This notebook is based on: https://esciencecenter-digital-skills.github.io/geospatial-python/06-raster-intro.html

In the first episode of this course we provided an introduction on what Raster datasets are and how these divert from vector data. In this episode we will dive more into raster data and focus on how to work with them. We introduce fundamental principles, python packages, metadata and raster attributes for working with this type of data. In addition, we will explore how Python handles missing and bad data values.

The Python package we will use throughout this episode to handle raster data is rioxarray. This package is based on the popular rasterio (which is build upon the GDAL library) for working with raster data and xarray for working with multi-dimensional arrays.

rioxarray extends xarray by providing top-level functions like the open_rasterio function to open raster datasets. Furthermore, it adds a set of methods to the main objects of the xarray package like the Dataset and the DataArray.
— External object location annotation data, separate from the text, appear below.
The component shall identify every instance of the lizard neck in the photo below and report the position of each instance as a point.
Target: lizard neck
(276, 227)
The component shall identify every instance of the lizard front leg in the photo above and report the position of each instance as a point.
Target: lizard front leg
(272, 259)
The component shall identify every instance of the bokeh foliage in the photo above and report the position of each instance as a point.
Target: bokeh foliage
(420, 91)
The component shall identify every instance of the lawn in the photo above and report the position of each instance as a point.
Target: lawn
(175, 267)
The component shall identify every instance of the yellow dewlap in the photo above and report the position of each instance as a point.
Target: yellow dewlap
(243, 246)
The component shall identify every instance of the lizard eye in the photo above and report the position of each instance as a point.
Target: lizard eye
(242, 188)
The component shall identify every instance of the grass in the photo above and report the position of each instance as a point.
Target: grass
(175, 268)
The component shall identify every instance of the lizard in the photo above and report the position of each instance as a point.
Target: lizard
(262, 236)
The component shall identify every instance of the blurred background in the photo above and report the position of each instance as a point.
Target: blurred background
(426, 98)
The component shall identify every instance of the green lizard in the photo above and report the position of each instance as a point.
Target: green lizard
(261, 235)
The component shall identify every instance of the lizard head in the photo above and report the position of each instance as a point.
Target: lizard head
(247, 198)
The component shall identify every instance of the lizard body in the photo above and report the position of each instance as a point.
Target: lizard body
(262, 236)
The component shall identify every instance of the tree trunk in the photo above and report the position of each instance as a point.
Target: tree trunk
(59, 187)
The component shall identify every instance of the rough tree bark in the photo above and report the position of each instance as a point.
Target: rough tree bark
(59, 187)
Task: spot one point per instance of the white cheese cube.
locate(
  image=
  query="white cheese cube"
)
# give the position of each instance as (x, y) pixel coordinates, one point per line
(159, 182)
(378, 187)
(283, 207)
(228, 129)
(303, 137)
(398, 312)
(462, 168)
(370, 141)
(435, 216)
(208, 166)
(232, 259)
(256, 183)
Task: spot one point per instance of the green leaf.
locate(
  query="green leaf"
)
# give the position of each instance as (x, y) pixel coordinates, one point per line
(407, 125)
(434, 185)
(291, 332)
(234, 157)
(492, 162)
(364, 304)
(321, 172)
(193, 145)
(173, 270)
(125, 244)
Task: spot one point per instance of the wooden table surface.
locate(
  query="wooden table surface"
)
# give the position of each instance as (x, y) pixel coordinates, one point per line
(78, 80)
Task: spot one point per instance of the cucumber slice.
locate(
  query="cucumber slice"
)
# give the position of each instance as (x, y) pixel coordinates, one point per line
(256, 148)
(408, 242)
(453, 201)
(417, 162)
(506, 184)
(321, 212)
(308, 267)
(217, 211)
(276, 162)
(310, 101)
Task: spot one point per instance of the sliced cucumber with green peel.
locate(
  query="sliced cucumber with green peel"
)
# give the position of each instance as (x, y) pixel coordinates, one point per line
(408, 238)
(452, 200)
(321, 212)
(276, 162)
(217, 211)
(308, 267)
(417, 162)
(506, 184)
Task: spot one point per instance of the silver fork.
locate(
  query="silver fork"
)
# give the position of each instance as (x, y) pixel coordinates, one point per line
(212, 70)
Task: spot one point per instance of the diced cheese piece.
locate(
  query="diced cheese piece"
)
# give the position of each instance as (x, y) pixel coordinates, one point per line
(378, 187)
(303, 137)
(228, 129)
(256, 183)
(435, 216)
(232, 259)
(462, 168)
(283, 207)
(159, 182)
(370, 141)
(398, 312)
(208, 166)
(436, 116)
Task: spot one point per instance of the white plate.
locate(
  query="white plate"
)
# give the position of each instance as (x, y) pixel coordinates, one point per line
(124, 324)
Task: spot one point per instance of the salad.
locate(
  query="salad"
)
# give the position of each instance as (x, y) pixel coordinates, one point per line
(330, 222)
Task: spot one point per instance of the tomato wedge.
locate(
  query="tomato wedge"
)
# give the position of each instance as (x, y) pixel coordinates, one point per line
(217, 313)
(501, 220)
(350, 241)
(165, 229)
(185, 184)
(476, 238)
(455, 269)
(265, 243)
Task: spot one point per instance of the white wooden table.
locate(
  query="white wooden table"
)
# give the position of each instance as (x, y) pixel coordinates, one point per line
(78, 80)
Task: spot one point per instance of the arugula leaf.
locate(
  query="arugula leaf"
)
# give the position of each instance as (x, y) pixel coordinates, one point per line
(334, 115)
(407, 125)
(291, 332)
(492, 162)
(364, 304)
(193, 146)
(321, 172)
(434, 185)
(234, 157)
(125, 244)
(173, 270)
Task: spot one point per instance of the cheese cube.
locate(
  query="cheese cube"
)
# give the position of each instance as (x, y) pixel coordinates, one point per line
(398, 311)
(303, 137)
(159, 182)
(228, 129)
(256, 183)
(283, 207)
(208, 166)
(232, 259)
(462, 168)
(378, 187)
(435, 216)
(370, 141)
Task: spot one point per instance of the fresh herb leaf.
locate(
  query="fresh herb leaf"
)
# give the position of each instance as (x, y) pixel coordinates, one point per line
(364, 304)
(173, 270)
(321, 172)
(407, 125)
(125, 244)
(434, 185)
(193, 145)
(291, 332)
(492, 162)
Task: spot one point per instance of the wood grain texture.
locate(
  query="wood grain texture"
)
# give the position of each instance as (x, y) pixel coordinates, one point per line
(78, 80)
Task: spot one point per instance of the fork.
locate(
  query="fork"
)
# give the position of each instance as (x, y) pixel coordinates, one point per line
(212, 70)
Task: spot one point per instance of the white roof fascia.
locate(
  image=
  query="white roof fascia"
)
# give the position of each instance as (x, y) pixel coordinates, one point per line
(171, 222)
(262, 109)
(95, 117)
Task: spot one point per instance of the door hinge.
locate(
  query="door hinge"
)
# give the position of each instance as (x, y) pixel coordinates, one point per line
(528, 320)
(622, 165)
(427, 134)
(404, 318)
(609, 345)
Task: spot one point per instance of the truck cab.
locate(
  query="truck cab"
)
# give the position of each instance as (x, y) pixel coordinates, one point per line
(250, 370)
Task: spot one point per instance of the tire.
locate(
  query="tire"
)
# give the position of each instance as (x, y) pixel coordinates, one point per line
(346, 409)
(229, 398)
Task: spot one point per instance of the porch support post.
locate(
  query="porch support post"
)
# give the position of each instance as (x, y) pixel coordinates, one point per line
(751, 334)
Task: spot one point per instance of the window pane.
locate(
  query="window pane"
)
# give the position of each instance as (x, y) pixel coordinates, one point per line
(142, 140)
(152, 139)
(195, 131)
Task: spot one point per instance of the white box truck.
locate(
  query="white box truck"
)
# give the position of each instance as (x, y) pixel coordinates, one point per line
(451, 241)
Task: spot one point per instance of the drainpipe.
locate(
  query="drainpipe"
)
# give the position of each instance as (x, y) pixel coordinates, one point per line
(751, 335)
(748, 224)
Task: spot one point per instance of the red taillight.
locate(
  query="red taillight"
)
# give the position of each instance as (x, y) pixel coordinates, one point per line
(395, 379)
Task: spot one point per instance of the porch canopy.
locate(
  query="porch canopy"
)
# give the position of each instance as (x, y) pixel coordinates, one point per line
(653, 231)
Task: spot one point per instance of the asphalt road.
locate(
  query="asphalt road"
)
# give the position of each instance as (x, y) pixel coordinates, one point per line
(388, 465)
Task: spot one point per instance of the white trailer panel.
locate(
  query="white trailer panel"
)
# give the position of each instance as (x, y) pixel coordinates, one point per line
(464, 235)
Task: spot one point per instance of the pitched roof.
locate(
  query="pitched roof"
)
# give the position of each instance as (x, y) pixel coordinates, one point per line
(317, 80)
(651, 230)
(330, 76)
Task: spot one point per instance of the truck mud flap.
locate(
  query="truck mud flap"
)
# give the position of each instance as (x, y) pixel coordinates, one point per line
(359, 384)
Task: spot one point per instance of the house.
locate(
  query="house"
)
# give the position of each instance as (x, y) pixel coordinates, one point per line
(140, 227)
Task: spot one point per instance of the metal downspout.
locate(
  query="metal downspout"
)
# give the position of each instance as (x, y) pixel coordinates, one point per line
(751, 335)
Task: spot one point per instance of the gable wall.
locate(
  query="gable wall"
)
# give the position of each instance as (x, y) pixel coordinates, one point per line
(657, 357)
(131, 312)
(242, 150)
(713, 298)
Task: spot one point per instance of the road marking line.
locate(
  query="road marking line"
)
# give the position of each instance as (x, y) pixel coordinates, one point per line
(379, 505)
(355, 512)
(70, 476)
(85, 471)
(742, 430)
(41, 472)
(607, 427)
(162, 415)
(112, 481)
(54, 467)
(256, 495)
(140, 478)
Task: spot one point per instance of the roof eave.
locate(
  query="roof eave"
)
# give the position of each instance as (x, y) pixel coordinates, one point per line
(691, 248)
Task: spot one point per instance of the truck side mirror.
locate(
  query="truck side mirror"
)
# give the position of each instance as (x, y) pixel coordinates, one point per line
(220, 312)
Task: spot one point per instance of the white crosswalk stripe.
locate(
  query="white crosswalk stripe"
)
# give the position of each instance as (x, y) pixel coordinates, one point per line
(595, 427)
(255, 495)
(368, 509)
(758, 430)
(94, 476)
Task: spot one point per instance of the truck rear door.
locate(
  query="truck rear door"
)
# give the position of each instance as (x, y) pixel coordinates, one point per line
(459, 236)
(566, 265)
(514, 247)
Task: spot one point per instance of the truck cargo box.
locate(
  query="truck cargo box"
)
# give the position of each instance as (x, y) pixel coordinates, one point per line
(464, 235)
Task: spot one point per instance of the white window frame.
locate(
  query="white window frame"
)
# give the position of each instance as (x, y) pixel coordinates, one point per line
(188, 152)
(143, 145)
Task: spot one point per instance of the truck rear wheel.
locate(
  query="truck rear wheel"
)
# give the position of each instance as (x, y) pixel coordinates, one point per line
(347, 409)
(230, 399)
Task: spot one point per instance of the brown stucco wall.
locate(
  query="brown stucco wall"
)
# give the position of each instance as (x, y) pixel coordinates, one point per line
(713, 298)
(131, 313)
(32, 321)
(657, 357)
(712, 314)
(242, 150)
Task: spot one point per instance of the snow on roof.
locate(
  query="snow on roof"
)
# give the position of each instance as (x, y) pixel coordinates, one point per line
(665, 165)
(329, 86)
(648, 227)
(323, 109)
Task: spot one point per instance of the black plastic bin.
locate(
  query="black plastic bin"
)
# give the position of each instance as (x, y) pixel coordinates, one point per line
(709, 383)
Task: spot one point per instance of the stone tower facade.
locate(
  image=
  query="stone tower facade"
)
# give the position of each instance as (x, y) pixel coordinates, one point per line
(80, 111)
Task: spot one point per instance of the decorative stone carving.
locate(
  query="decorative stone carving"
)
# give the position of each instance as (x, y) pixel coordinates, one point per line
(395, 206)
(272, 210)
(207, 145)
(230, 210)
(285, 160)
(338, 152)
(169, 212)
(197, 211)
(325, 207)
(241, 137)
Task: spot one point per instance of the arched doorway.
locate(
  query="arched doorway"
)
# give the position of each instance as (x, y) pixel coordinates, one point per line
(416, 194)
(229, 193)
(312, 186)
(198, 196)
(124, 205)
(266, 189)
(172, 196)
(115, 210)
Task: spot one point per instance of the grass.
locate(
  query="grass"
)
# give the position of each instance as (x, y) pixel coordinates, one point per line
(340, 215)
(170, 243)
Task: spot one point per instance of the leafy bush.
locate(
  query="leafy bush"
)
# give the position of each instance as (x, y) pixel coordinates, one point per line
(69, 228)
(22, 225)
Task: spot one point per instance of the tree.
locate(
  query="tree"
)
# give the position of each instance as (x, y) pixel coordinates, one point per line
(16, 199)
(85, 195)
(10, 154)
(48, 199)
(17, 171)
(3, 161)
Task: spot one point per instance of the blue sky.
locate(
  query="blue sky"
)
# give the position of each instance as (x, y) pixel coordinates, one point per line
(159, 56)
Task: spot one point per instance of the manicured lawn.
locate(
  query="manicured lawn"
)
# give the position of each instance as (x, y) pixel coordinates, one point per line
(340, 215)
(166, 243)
These methods are made available via the rio accessor and become available from xarray objects after importing rioxarray.

# Load a Raster and View Attributes

To analyse the burned areas, we are interested in the red band of the satellite scene. In episode 9 we will further explain why the characteristics of that band are interesting in relation to wildfires. For now, we can load the red band using the function rioxarray.open_rasterio():

In [None]:
import rioxarray


Explain relationship rioxarray xarray rastterio pyproj and numpy

In [None]:
!pip show rioxarray

In [None]:
rioxarray.open_rasterio?

In [None]:
red = rioxarray.open_rasterio('../data/input_data/sentinel2/red.tif')

In [None]:
red

By printing the variable we can get a quick look at the shape and attributes of the data.

In [None]:
print(red)

The output tells us that we are looking at an xarray.DataArray, with 1 band, 10980 rows, and 10980 columns. We can also see the number of pixel values in the DataArray, and the type of those pixel values, which is unsigned integer (or uint16). The DataArray also stores different values for the coordinates of the DataArray. When using rioxarray, the term coordinates refers to spatial coordinates like x and y but also the band coordinate. Each of these sequences of values has its own data type, like float64 for the spatial coordinates and int64 for the band coordinate.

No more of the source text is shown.